As dinâmicas conservadoras e fascistas, que atravessam a organização e funcionamento da sociedade, aproveitam aquele sentimento e fazem-no confluir com os objetivos estratégicos que prosseguem, encurtando perigosamente a distância entre o golpe e o derrube constitucional do governo.
A Direita não tem um programa político alternativo porque a hipótese de se alcandorar ao poder, no atual contexto, impõe a todas as suas componentes uma estratégia de não exposição do fundamental das políticas que implementariam. A aparente incapacidade da liderança do PSD é uma decorrência dessa realidade e do jeito que lhes dá o pântano dos “casos” políticos.
Observando todo o espectro político nacional e a influência da conjuntura europeia e internacional, podemos ter a certeza de que uma solução política alternativa ao atual governo, por agora, só pode vir da Direita e nela estará seguramente a extrema direita, que tem sempre programa preparado: aniquilar o regime democrático. E temos um Presidente da República, cuja “atuação peculiar” é bem mais propensa à gestão de “casos”, que à defesa consequente da Democracia e de direitos fundamentais dos cidadãos.
O que mais contribuiu para a formação da maioria absoluta, conquistada pelo PS no ano passado, foi o objetivo de barrar o caminho à Direita, em particular à extrema direita. Por outro lado, é preciso relembrar que a esmagadora maioria dos portugueses (as sondagens provavam-no) fazia um balanço positivo das políticas do governo, que eram apresentadas como políticas de esquerda. António Costa e o PS acordam para os desafios que se colocam a um grande partido da democracia, ou dispõem-se a dar o ouro ao bandido?

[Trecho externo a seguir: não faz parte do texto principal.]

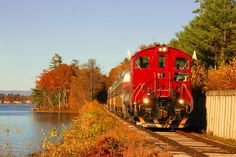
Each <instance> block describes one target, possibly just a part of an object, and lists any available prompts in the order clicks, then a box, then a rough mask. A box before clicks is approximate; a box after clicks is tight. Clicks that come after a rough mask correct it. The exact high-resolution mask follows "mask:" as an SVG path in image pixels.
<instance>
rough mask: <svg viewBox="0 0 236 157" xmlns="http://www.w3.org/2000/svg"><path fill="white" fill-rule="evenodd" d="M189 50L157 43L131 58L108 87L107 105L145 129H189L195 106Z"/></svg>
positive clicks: (190, 58) (131, 57) (133, 55)
mask: <svg viewBox="0 0 236 157" xmlns="http://www.w3.org/2000/svg"><path fill="white" fill-rule="evenodd" d="M191 62H192V58H191V56H190V55H188V54H187V53H185V52H183V51H181V50H179V49H176V48H173V47H169V46H165V45H164V46H160V45H156V46H153V47H151V48H147V49H145V50H141V51H139V52H137V53H135V54H134V55H132V56H131V58H130V67H129V68H128V69H126V70H124V71H123V72H122V73H120V74H119V78H118V80H116V81H115V82H114V83H113V84H112V85H111V86H110V87H109V88H108V99H107V106H108V108H109V110H111V111H113V112H115V113H116V114H118V115H119V116H122V117H123V118H126V119H129V120H132V121H134V122H135V123H136V124H137V125H140V126H142V127H144V128H169V129H177V128H181V129H182V128H188V127H189V126H190V123H191V113H192V111H193V108H194V104H193V97H192V90H191V80H190V75H191Z"/></svg>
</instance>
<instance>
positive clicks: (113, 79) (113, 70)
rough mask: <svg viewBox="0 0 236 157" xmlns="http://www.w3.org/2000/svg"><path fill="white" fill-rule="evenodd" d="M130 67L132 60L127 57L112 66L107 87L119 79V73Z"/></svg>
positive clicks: (119, 73) (107, 82) (120, 72)
mask: <svg viewBox="0 0 236 157" xmlns="http://www.w3.org/2000/svg"><path fill="white" fill-rule="evenodd" d="M129 67H130V60H128V59H125V60H124V61H123V62H121V63H120V64H119V65H118V66H116V67H114V68H112V69H111V71H110V72H109V74H108V78H107V87H110V86H111V85H112V84H113V83H114V82H115V81H116V80H118V76H119V74H120V73H121V72H122V71H124V70H125V69H127V68H129Z"/></svg>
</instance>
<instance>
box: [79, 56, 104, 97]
mask: <svg viewBox="0 0 236 157" xmlns="http://www.w3.org/2000/svg"><path fill="white" fill-rule="evenodd" d="M80 77H81V78H84V80H81V78H80V80H81V81H82V82H84V83H85V84H84V85H85V86H84V90H85V91H87V92H89V98H90V100H94V99H96V97H97V94H98V92H99V91H100V90H102V89H103V87H104V82H105V78H104V75H103V74H102V73H101V70H100V68H99V67H98V65H97V63H96V60H95V59H89V60H88V62H87V63H85V64H83V65H82V66H81V69H80ZM81 86H83V85H81ZM86 95H87V94H86Z"/></svg>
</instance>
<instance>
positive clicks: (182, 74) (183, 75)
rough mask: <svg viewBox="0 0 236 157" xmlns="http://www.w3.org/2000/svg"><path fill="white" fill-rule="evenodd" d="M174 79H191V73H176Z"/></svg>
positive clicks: (187, 79)
mask: <svg viewBox="0 0 236 157" xmlns="http://www.w3.org/2000/svg"><path fill="white" fill-rule="evenodd" d="M174 80H175V81H183V82H187V81H189V74H186V73H174Z"/></svg>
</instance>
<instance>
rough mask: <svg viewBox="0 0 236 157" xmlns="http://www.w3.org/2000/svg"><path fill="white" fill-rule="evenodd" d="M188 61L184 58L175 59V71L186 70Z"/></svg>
mask: <svg viewBox="0 0 236 157" xmlns="http://www.w3.org/2000/svg"><path fill="white" fill-rule="evenodd" d="M187 68H188V60H187V59H186V58H175V69H180V70H183V69H187Z"/></svg>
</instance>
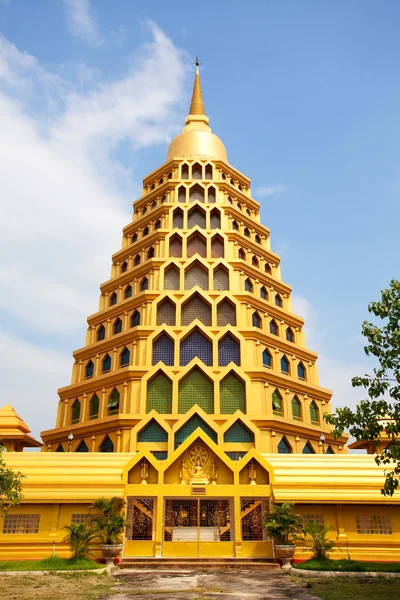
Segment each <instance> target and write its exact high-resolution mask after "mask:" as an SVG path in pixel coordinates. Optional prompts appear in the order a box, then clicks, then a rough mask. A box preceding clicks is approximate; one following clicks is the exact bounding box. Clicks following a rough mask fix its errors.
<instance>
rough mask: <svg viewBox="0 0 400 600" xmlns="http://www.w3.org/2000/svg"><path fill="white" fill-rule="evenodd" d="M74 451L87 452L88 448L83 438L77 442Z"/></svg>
mask: <svg viewBox="0 0 400 600" xmlns="http://www.w3.org/2000/svg"><path fill="white" fill-rule="evenodd" d="M75 452H89V448H88V447H87V444H86V442H85V440H81V441H80V442H79V444H78V447H77V449H76V450H75Z"/></svg>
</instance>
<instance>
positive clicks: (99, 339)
mask: <svg viewBox="0 0 400 600" xmlns="http://www.w3.org/2000/svg"><path fill="white" fill-rule="evenodd" d="M105 337H106V328H105V327H104V325H100V327H99V328H98V330H97V341H98V342H101V340H104V338H105Z"/></svg>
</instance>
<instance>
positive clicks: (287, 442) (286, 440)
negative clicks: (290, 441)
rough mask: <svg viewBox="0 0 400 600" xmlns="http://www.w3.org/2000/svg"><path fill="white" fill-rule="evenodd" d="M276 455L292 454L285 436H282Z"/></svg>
mask: <svg viewBox="0 0 400 600" xmlns="http://www.w3.org/2000/svg"><path fill="white" fill-rule="evenodd" d="M278 454H292V447H291V445H290V444H289V442H288V441H287V439H286V438H285V436H283V438H282V439H281V441H280V442H279V444H278Z"/></svg>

António Costa teve desprezo pelo espaço e pelos fundamentais objetivos programáticos dos seus parceiros da “Geringonça”, que claramente não eram empecilho a uma boa governação. Abusou de descomedimentos e em certas situações foi arrogante. Agora parece prosseguir com a mesma atitude, mas dirigida diretamente aos cidadãos que lhe deram a maioria absoluta.
Hoje não chega dizer que se entregue à justiça o que é da justiça e à política o que é da política e ficar á espera. O neoliberalismo entranhou-se, vai negando espaço à ética, apostando forte na judicialização da política e reclamando a gestão do Estado com regras do privado. A apropriação indevida de riqueza (o roubo) é, no essencial, legal. Grandes atores económicos e gestores apresentados como modelo são valorizados pela capacidade de fazerem negociatas escondidas, por fugirem ao fisco, por serem capazes de despedir barato e impor baixos salários.
Não estranha, pois, que candidatos a governantes se esqueçam das exigências éticas. Contudo, é doloroso ver Ministros na mesma onda, insistindo na valorização dos currículos dos “talentosos quadros” impedidos de governar.